Réunie le 15 janvier 2009, la Commission de la science, de l'éducation et de la culture du Conseil des Etats (CSEC-E) est entrée en matière sur le projet du Conseil fédéral concernant la Révision partielle de la loi sur la recherche (Encouragement de l’innovation, 08.079 é). Lors de la discussion par article, seule est restée en suspens la question de délimitation des responsabilités et des compétences entre les services fédéraux et la Commission pour la technologie et l'innovation (CTI) dans le domaine des activités internationales. La CTI devrait disposer de compétences décisionnelles sur le plan international et assumer des tâches d'information et de conseil. Dans le domaine opérationnel, notamment en ce qui concerne l’évaluation des demandes de contributions, la CTI devrait également être chargée d’informer et d’épauler les requérants. Ce principe s’appliquerait aux activités et aux programmes aussi bien nationaux qu’internationaux, ce qui permettrait d’éviter les chevauchements et de garantir une répartition claire des compétences entre l’administration et la CTI. Au vote sur l’ensemble, le projet a été accepté à l’unanimité. Il est prévu que l’objet soit examiné par le Conseil des États à la session de printemps.
Faut-il contraindre les cantons à mettre en place une autorité chargée de défendre en justice les intérêts des animaux lésés ? La CSEC-E a estimé que non. Dans le cadre de l'examen préalable de l'initiative parlementaire déposée par la CSEC-N Défense en justice des intérêts des animaux lésés (09.401), elle a décidé, par 6 voix 4, et 1 abstention, de rejeter l’initiative, contre l’avis de son homologue du Conseil national. Cette dernière avait déposé cette initiative en tant que contre-projet indirect à l’initiative populaire pour l’institution d’un avocat de la protection des animaux. La majorité de la CSEC-E est d’avis que les dispositions légales en vigueur, notamment le nouveau code de procédure pénale, accorde déjà aux cantons la possibilité de créer une autorité ou d’instituer un avocat dont la tâche serait de défendre les intérêts des animaux lésés dans toute procédure pénale découlant d'une infraction à la loi sur la protection des animaux.

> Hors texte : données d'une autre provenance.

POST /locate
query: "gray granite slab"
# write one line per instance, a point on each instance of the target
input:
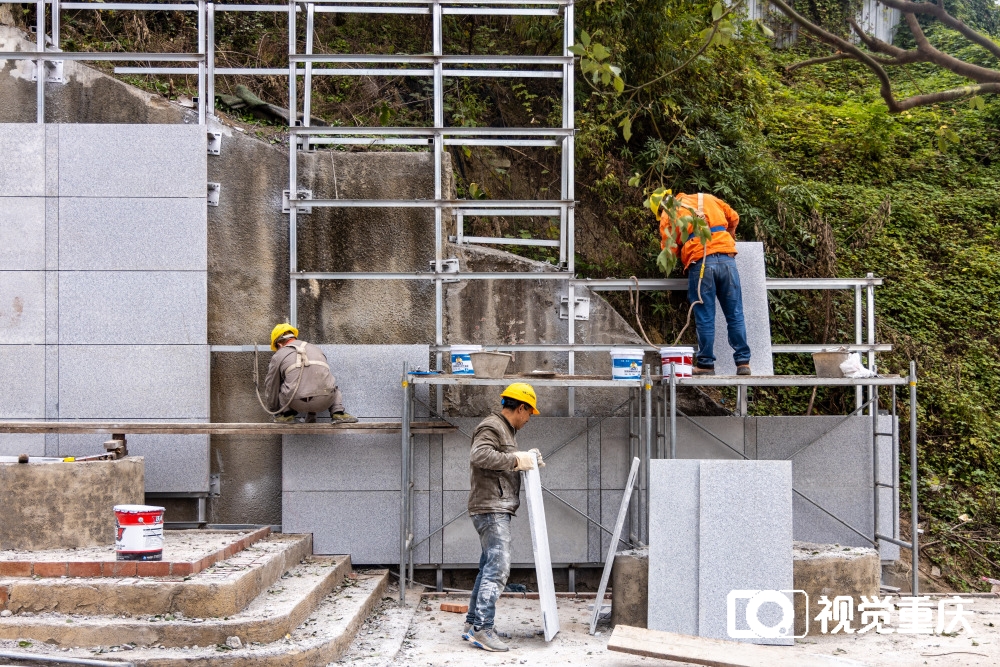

Une minorité a reconnu que le statut juridique de l’animal était déjà établi par les dispositions actuelles, mais a insisté sur les problèmes d’exécution de ces dispositions et a demandé que la loi prévoie expressément l’obligation d’appliquer les textes concernant la protection des animaux.
À l’EURO 2008, le rêve a pris fin prématurément pour la Suisse, qui a perdu dans les dernières minutes contre la Turquie et ne s’est donc pas qualifiée pour les quarts de finale de « son » Euro. En dépit de cette défaite, quels enseignements notre pays peut-il tirer de cette grande fête du football ? Benedikt Weibel, délégué du Conseil fédéral pour l’EURO 2008, a répondu aux questions de la commission. Les membres de la CSEC-E ont notamment loué la façon dont le projet a été coordonné en amont de la manifestation, ce qui a permis d’organiser une fête réussie à tous égards et exempte de tout incident grave. En prenant acte du rapport final, la commission a été unanime à reconnaître que le succès de ce rendez-vous sportif, si fantastique fût-il, ne devait rien au hasard et tout aux organisateurs.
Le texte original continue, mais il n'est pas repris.